Selena nods, but says nothing.

Not far from the house she picks up a trail, the fresh prints of small feet heading out into the forest.  They’re fainter than a deer’s tracks, pressed into the ground only by the weight of a child, but she’s able to follow them away from the farm, into the hills.

Well up into the hills, the strides lengthen. The child must have broken into a run. Torn shrubs, trampled leaves, a lost sandal—and a paw print the size of a dinner plate.

“Good gods,” breathes Selena. She strings her bow and quickens her pace, moving as fast as she can without losing the trail.

The lion followed the girl, its enormous prints swallowing her little ones, each of its massive strides making ten of hers.
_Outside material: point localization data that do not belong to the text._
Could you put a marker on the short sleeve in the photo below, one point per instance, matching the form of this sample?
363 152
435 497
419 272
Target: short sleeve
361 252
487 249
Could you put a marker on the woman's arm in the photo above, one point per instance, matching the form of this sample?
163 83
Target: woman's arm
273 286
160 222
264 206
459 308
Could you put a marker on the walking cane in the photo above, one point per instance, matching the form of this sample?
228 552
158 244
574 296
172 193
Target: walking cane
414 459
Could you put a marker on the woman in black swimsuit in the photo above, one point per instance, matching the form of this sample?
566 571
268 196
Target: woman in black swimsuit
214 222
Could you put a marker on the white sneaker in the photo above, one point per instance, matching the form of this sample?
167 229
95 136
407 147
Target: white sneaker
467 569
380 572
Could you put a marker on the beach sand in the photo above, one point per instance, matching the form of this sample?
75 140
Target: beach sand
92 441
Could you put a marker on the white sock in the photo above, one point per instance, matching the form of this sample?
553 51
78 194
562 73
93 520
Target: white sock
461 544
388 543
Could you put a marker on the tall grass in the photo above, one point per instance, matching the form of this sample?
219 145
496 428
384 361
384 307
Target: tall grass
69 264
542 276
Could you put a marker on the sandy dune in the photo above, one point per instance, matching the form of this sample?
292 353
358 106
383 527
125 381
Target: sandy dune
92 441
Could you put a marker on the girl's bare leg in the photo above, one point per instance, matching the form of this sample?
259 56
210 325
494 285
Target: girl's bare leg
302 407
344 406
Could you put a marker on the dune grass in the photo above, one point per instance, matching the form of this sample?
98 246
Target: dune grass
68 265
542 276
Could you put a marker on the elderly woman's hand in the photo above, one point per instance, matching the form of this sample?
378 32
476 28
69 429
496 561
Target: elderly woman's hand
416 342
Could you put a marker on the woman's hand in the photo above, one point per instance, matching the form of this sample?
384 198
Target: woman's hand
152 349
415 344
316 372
She slipped through a thicket, but the lion bounded right over it, and crashed through the next.

The girl’s trail stops at a tall oak tree, the bark of its trunk shredded by claws whose marks reach higher than Selena’s head. The lion’s tracks have trampled all around the tree, prowling in circles, then away…

Selena looks up and sees a small girl huddled high in the branches.

“Are you Anteia?” she asks.

The girl nods. Her face is caked in dirt and streaked with tears.

“I’m Selena. Your mother asked me to look for you. Will you come down?”

“Is it gone?” asks Anteia in a small voice.

“For now,” says Selena. “Come down, and we can leave before it comes back.”

“I can’t,” sobs Anteia.

Selena is about to reassure the girl, to say that any tree you can climb up is a tree you can climb down, when she realizes that the shredded bottom portion of the trunk has no branches at all.

“Jump down,” she says instead. “I’ll catch you.”

With some coaxing, Anteia jumps down into Selena’s arms. She grips Selena tightly, so Selena carries her back the way they both came, with the girl in one arm and her bow in the other.

“You have big arms,” Anteia says quietly.

“I’m an archer,” says Selena, smiling. “It takes a lot of muscle to draw a bow.”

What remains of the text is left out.